Humera Malik, CEO and founder of Canvass Analytics, said that the federation of these endpoints – and anything that’s got a digital sensor connected to it on a factory floor is an endpoint – is critically important in the industrial sector.

“It could be a shaft, it could be a bearing, it could be any of the assets – a turbine, a generator – all of these different assets that then, collectively, are running this process,” she said.

On-device IoT analytics also work well in industrial settings because there, applications of IoT tech tend not to be delay-tolerant. The time it takes for data to leave a device, negotiate a complex network topology and return in the form of corrective instructions can be too lengthy for effective device management.

IoT and smart vehicles
The third, and probably least well-realised, area where endpoint IoT analysis is getting popular is transportation. Hung notes that anything that requires autonomous navigation, be it a drone or a car or anything else, is a great candidate to be a relatively smart IoT endpoint.

Cars have been getting more and more heavily automated and computerised for years, and the advent of widespread IoT has only accelerated the process, as manufacturers build increasingly sophisticated smart safety features into modern vehicles and fleet management gains new tools for maintenance and tracking.

The increasing automation of the automobile is a great example of how this type of semi-autonomous IoT tech is supposed to work, according to Ruhollah Farchtchi, CTO of Zoomdata. “That virtuous cycle of human understanding being translated into algorithms and machine learning being deployed at the edge is a lot more of where we see the edge analytics taking shape and taking form,” he said.

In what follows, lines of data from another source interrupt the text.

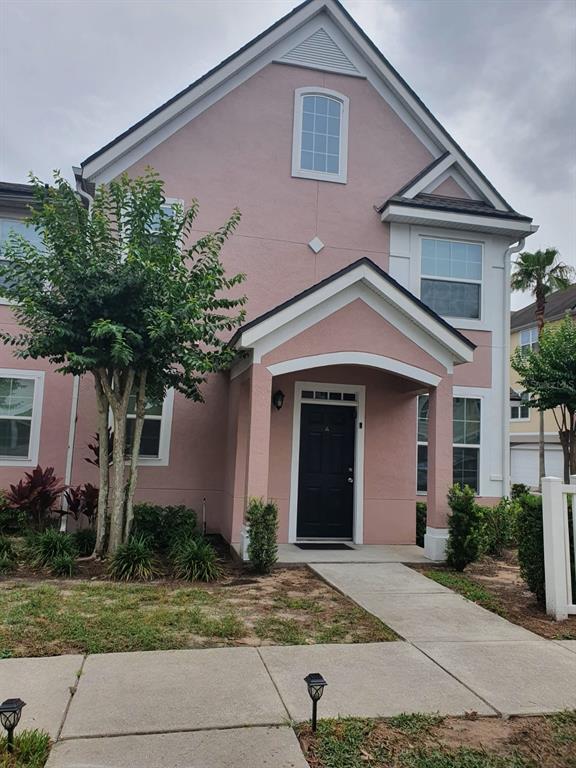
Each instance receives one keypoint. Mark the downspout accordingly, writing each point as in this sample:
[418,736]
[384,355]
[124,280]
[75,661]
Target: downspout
[76,382]
[506,366]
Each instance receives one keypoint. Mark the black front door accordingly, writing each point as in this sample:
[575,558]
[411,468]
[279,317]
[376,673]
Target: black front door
[326,471]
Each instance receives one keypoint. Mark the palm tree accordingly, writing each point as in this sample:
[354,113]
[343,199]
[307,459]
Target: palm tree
[540,273]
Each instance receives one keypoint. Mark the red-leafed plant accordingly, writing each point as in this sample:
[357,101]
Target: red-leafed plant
[36,495]
[82,500]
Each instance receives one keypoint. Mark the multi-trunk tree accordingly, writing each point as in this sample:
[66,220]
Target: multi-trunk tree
[118,292]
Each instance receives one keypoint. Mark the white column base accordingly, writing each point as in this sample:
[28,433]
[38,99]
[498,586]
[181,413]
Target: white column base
[435,541]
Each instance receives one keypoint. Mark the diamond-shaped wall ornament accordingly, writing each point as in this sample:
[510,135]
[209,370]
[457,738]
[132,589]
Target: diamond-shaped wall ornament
[316,244]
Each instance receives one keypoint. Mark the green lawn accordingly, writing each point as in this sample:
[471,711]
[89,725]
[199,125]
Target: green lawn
[44,619]
[430,741]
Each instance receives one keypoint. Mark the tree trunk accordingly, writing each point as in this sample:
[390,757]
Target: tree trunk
[133,477]
[118,397]
[101,517]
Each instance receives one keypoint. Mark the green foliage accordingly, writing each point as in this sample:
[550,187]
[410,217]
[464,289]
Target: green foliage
[134,561]
[463,528]
[518,490]
[63,564]
[468,588]
[195,559]
[7,555]
[85,540]
[421,513]
[262,522]
[531,545]
[549,376]
[498,527]
[45,547]
[31,750]
[36,495]
[164,526]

IoT’s future: healthcare, energy
Looking ahead, healthcare and energy production, particularly in the oil and gas industries, are poised to become growth areas for on-device IoT analysis. Hospitals and clinics are crying out for smarter technology, such as the work being done to reduce alarm fatigue and boost interoperability in clinical environments, and having more capable computing technology built into endpoints could be a massive boon to patient care.

That is not to say there are not headaches involved, particularly where the question of machine learning comes in, according to Biron. The requisite back-end for the heavier computational lifting part of the process isn’t as easy to build into a medical facility’s architecture.

“It’s easier to see medium-scale computation happening in an environment like [a factory floor], as opposed to let’s say, a clinic, where a medical device is living – the ability to fold in high-density compute is more limited than with a manufacturing facility,” he said.

The oil and gas industry have particular advantages on that score, however, given the wealth of historical data about exploration and extraction available for use in training machine learning models.